Absolutely! Creeping flow, also called Stokes flow, is, like you said, a very low Reynolds number flow. It would be hard to say that the Reynolds number is zero because that would seem to imply no flow at all. Think of it instead as a Reynolds number much, much less than one. When the Reynolds number is very low, it means that viscous forces are dominating the flow. The video above shows creeping flow around a cylinder; notice how the streamlines stay attached all the way around the surface of the cylinder. There’s no separation, no turbulent wake, no von Karman vortex street. Viscosity is so dominant here that it’s damped out all of that inertial diffusion of momentum.
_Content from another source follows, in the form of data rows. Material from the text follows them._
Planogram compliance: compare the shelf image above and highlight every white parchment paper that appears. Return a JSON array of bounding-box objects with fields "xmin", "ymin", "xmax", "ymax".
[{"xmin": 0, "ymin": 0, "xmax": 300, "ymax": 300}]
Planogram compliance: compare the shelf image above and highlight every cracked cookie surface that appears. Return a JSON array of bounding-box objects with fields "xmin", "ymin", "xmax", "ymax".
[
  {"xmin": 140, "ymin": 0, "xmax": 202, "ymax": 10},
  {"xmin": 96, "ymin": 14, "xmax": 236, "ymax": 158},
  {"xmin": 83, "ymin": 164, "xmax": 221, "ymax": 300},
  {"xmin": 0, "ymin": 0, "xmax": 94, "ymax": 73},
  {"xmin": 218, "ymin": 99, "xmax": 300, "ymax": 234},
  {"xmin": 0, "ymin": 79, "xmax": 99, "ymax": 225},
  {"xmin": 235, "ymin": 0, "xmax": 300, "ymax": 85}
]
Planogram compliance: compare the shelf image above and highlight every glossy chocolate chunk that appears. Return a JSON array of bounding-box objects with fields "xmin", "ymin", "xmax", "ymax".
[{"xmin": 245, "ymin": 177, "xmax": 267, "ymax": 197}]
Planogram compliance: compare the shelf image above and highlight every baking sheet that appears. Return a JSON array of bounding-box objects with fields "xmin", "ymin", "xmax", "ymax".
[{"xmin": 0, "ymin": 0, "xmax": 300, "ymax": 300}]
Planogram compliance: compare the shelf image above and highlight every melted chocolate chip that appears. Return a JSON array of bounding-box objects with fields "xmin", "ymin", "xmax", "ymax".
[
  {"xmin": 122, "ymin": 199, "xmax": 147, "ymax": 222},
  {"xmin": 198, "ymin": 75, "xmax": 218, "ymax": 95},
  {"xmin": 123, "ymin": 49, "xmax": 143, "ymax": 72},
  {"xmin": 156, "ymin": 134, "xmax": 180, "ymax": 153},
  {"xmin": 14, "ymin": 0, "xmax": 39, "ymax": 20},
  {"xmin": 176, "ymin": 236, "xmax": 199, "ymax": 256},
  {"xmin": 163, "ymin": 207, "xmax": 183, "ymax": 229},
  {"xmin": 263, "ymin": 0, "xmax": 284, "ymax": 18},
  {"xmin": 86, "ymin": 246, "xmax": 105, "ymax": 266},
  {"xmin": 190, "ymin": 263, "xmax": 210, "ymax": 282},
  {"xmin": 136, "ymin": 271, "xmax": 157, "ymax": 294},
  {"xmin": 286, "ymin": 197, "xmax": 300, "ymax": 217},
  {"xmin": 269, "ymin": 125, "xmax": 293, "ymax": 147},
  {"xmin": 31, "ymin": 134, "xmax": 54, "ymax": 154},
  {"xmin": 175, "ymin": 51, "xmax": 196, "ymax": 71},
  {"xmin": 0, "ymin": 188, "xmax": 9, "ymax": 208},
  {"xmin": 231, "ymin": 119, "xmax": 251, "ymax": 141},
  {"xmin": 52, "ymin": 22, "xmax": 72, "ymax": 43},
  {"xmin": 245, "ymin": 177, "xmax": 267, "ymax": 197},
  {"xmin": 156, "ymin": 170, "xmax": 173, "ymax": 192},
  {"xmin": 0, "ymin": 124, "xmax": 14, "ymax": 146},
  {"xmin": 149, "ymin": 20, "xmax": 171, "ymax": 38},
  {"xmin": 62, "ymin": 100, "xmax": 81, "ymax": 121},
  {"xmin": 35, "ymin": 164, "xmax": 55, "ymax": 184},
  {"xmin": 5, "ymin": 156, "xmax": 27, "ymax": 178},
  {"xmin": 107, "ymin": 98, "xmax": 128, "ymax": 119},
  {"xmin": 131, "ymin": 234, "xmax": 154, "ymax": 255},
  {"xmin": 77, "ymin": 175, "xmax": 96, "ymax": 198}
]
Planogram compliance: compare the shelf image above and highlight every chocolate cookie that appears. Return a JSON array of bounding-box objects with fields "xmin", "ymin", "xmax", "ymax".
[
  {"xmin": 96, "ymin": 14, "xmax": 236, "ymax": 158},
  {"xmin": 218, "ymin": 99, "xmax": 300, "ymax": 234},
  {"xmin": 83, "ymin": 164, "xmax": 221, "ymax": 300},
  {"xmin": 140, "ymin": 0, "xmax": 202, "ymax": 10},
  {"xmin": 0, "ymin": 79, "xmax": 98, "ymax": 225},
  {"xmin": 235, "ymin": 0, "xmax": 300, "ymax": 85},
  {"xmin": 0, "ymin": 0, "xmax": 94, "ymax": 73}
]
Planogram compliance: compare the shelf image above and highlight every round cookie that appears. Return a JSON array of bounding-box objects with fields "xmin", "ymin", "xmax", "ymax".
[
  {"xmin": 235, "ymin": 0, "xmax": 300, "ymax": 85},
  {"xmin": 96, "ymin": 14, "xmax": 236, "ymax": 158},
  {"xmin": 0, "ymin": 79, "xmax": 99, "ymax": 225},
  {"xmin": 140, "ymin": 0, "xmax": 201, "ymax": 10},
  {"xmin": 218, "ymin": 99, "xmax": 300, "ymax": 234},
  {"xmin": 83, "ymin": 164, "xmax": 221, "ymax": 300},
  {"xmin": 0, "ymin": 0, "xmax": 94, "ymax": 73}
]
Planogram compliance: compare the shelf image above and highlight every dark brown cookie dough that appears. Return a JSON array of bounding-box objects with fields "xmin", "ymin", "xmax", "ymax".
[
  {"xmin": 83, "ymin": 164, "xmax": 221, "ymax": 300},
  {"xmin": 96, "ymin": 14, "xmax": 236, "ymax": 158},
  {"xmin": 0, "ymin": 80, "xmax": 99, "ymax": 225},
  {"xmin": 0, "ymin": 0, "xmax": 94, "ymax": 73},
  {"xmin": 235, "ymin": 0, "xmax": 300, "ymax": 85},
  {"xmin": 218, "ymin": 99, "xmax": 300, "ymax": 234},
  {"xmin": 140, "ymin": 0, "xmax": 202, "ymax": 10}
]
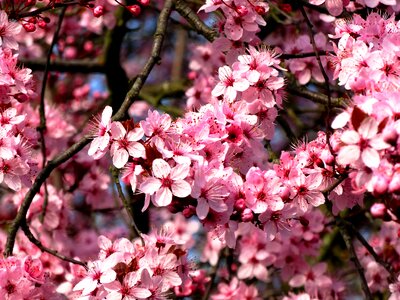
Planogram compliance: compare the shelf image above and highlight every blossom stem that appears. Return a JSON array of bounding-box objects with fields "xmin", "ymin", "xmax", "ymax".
[
  {"xmin": 175, "ymin": 0, "xmax": 218, "ymax": 42},
  {"xmin": 111, "ymin": 167, "xmax": 145, "ymax": 246},
  {"xmin": 202, "ymin": 252, "xmax": 222, "ymax": 300},
  {"xmin": 300, "ymin": 3, "xmax": 336, "ymax": 173},
  {"xmin": 21, "ymin": 220, "xmax": 88, "ymax": 270},
  {"xmin": 335, "ymin": 217, "xmax": 373, "ymax": 300},
  {"xmin": 4, "ymin": 0, "xmax": 174, "ymax": 257},
  {"xmin": 341, "ymin": 219, "xmax": 396, "ymax": 283},
  {"xmin": 37, "ymin": 6, "xmax": 67, "ymax": 223}
]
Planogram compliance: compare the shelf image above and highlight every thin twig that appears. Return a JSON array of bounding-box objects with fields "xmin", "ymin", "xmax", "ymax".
[
  {"xmin": 279, "ymin": 50, "xmax": 335, "ymax": 59},
  {"xmin": 300, "ymin": 2, "xmax": 336, "ymax": 173},
  {"xmin": 201, "ymin": 252, "xmax": 222, "ymax": 300},
  {"xmin": 19, "ymin": 58, "xmax": 105, "ymax": 74},
  {"xmin": 286, "ymin": 85, "xmax": 346, "ymax": 108},
  {"xmin": 113, "ymin": 0, "xmax": 174, "ymax": 121},
  {"xmin": 37, "ymin": 6, "xmax": 67, "ymax": 223},
  {"xmin": 111, "ymin": 167, "xmax": 145, "ymax": 246},
  {"xmin": 335, "ymin": 217, "xmax": 373, "ymax": 300},
  {"xmin": 9, "ymin": 1, "xmax": 81, "ymax": 20},
  {"xmin": 175, "ymin": 0, "xmax": 218, "ymax": 42},
  {"xmin": 4, "ymin": 0, "xmax": 173, "ymax": 257},
  {"xmin": 21, "ymin": 220, "xmax": 88, "ymax": 270},
  {"xmin": 342, "ymin": 219, "xmax": 397, "ymax": 282}
]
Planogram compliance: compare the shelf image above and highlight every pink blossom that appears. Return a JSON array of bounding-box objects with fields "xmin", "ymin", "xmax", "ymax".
[
  {"xmin": 337, "ymin": 117, "xmax": 389, "ymax": 168},
  {"xmin": 0, "ymin": 10, "xmax": 22, "ymax": 50},
  {"xmin": 140, "ymin": 158, "xmax": 192, "ymax": 209},
  {"xmin": 88, "ymin": 106, "xmax": 112, "ymax": 158},
  {"xmin": 211, "ymin": 66, "xmax": 249, "ymax": 102},
  {"xmin": 110, "ymin": 122, "xmax": 146, "ymax": 169}
]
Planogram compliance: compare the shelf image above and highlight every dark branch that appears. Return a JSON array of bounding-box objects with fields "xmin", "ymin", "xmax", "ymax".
[
  {"xmin": 175, "ymin": 0, "xmax": 218, "ymax": 42},
  {"xmin": 335, "ymin": 217, "xmax": 373, "ymax": 300},
  {"xmin": 9, "ymin": 2, "xmax": 81, "ymax": 20},
  {"xmin": 111, "ymin": 167, "xmax": 145, "ymax": 246},
  {"xmin": 21, "ymin": 221, "xmax": 88, "ymax": 270},
  {"xmin": 19, "ymin": 58, "xmax": 105, "ymax": 74},
  {"xmin": 286, "ymin": 85, "xmax": 346, "ymax": 108},
  {"xmin": 37, "ymin": 6, "xmax": 67, "ymax": 222},
  {"xmin": 4, "ymin": 0, "xmax": 173, "ymax": 257},
  {"xmin": 279, "ymin": 50, "xmax": 335, "ymax": 59}
]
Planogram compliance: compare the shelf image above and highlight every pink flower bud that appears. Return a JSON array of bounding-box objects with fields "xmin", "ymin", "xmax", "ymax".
[
  {"xmin": 370, "ymin": 203, "xmax": 386, "ymax": 218},
  {"xmin": 83, "ymin": 41, "xmax": 94, "ymax": 52},
  {"xmin": 235, "ymin": 198, "xmax": 246, "ymax": 212},
  {"xmin": 13, "ymin": 93, "xmax": 29, "ymax": 103},
  {"xmin": 241, "ymin": 208, "xmax": 253, "ymax": 222},
  {"xmin": 22, "ymin": 23, "xmax": 36, "ymax": 32},
  {"xmin": 389, "ymin": 173, "xmax": 400, "ymax": 193},
  {"xmin": 182, "ymin": 206, "xmax": 196, "ymax": 218},
  {"xmin": 255, "ymin": 5, "xmax": 266, "ymax": 15},
  {"xmin": 382, "ymin": 128, "xmax": 399, "ymax": 146},
  {"xmin": 126, "ymin": 4, "xmax": 141, "ymax": 17},
  {"xmin": 37, "ymin": 20, "xmax": 47, "ymax": 29},
  {"xmin": 299, "ymin": 217, "xmax": 310, "ymax": 227},
  {"xmin": 25, "ymin": 0, "xmax": 36, "ymax": 7},
  {"xmin": 373, "ymin": 176, "xmax": 388, "ymax": 196},
  {"xmin": 188, "ymin": 71, "xmax": 197, "ymax": 80},
  {"xmin": 279, "ymin": 187, "xmax": 290, "ymax": 203},
  {"xmin": 236, "ymin": 5, "xmax": 249, "ymax": 17},
  {"xmin": 138, "ymin": 0, "xmax": 150, "ymax": 6},
  {"xmin": 93, "ymin": 5, "xmax": 104, "ymax": 18}
]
We’ve posted some other great examples of creeping flow, as well, though not by that name. There are the reversible laminar flow demos and various experiments in Hele-Shaw cells, all of which qualify as creeping flow because of their highly viscous nature. If you have the time, there’s also a great instructional video from the 1960s called “Low Reynolds Number Flow” (Parts 1, 2, 3, 4) starring G. I. Taylor (a famous fluid dynamicist) that is full of one demo after another.
Reversing a Flow
The reversibility of laminar mixing often comes as a surprise to observers accustomed to the experience of being unable to separate two fluids after they’ve been combined. As you can see above, however, inserting dye into a highly viscous liquid and then mixing it by turning the inner of two concentric cylinders can be undone simply by turning the cylinder backwards. This works because of the highly viscous nature of Stokes flow: the Reynolds number is much less than 1, meaning that viscosity’s effects dominate. In this situation, fluid motion is caused only by molecular diffusion and by momentum diffusion. The former is random but slow, and the latter is exactly reversible. Reversing the rotation of the fluid undoes the momentum diffusion and any distortion remaining is due to molecular diffusion of the dye.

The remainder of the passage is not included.